Tools: Students work in groups to create time capsules that represent tools made and used by early humans. Here are some tools for your time capsule.
Vocabulary Foldables with Charades: Vocabulary Charades
A Day in the Life: Timeline, group activity: Use rolls of brown paper. Size of timelines will depend upon where you place them after completed to display them. You can run a diorama around your classroom, one timeline after another. If the school approves, you can also place these on hallway walls on both sides of your classroom. Instructions: Working in groups, each group is assigned a different primitive human - boy, girl, man, woman - and role. Each timeline is for one 24-period in their human's life. Groups may be assigned the same primitive human. Tell the kids all humans will be dressed. Time period: It's the Stone Age, during the late fall. The timeline must include time they got up, dressed in what, food, weapons, activities during the day, roles within the community, any fears and concerns their human primitive might have. Tell them to include what kind of berries, what kind of animal(s). Be brief but detailed in your text. The timeline is a mix of text and illustrations. Once completed, each group presents their timeline to the class.
Eras: Eras Scavenger Hunt using stations you set up around the classroom.
Online Game Day: Early Humans - Games and Interactive Learning Sites for Kids. I set this activity to work by creating a scavenger hunt sheet of things for kids to find in the sites listed on their exploration sheet.
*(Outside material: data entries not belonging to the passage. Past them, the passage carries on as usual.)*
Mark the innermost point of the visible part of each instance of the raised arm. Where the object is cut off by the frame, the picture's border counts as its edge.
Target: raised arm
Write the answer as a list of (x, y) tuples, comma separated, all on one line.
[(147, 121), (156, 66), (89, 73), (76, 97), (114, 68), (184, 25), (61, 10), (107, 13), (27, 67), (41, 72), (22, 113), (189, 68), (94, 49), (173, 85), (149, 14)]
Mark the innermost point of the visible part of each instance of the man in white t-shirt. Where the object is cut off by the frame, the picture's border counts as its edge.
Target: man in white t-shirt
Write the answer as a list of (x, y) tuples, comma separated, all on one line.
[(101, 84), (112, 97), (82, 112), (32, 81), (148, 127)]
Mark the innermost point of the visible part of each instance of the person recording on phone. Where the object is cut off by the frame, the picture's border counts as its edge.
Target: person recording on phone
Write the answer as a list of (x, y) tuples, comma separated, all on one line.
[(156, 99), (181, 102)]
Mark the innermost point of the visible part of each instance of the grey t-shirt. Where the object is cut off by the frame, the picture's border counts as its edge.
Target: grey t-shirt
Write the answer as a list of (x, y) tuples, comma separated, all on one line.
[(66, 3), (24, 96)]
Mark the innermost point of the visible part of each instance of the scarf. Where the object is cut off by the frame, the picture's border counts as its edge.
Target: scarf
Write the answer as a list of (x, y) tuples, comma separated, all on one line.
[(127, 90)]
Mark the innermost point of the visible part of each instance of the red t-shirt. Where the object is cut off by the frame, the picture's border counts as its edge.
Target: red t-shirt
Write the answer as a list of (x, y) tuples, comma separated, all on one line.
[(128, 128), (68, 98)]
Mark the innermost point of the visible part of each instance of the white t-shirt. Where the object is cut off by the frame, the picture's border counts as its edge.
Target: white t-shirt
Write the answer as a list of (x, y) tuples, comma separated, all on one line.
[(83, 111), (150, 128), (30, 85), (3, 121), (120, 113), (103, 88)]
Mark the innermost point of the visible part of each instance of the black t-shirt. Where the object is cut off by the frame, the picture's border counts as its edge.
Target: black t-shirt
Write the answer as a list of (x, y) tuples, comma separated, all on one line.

The kids have to site the source for each scavenger find for verification.
Prehistory Activities - Voc Quiz, Early Language Activity, Illustrated Booklets
Analyze Artifacts: Become an anthropologist and analyze artifacts from this time period.
Choose Your Own Adventure from over 70 different classroom activities and possible assignments
Science and Social Studies Team Activities
Sticks and Stones, prehistory technology - you might want to team teach this one with your science teacher. It's also a great way to show the difference between fossils (science) and artifacts (social studies), by pointing at the science teacher who bows when the kids shout "fossils", and the pointing at the social studies teacher who bows when the kids shout "artifacts".
Teacher Activity: For early humans, I put a brown arch around my door with heavy construction paper, like the entrance to a cave. I have a sign above my door that says: THE STONE AGE. I staple pertinent things on the cardboard around my door like the outline of a hand, a saber toothed tiger, a wooly mammoth, a stone tipped wood spear, a bush with berries, a campfire - anything to do with early humans. That way, each time the kids enter my classroom, they enter the Stone Age. It's silly, but it helps to keep them on track.
After or Before you complete your unit on early humans, you need a week or so for a mini-unit on archaeology with activities. That's when you set up a dig. I like doing the archaeology before early humans. That way I can move from early humans to agricultural societies smoothly, starting with ancient Mesopotamia. But either works - before or after, but - for new teachers - you do want to include your archaeology unit towards the early part of the school year.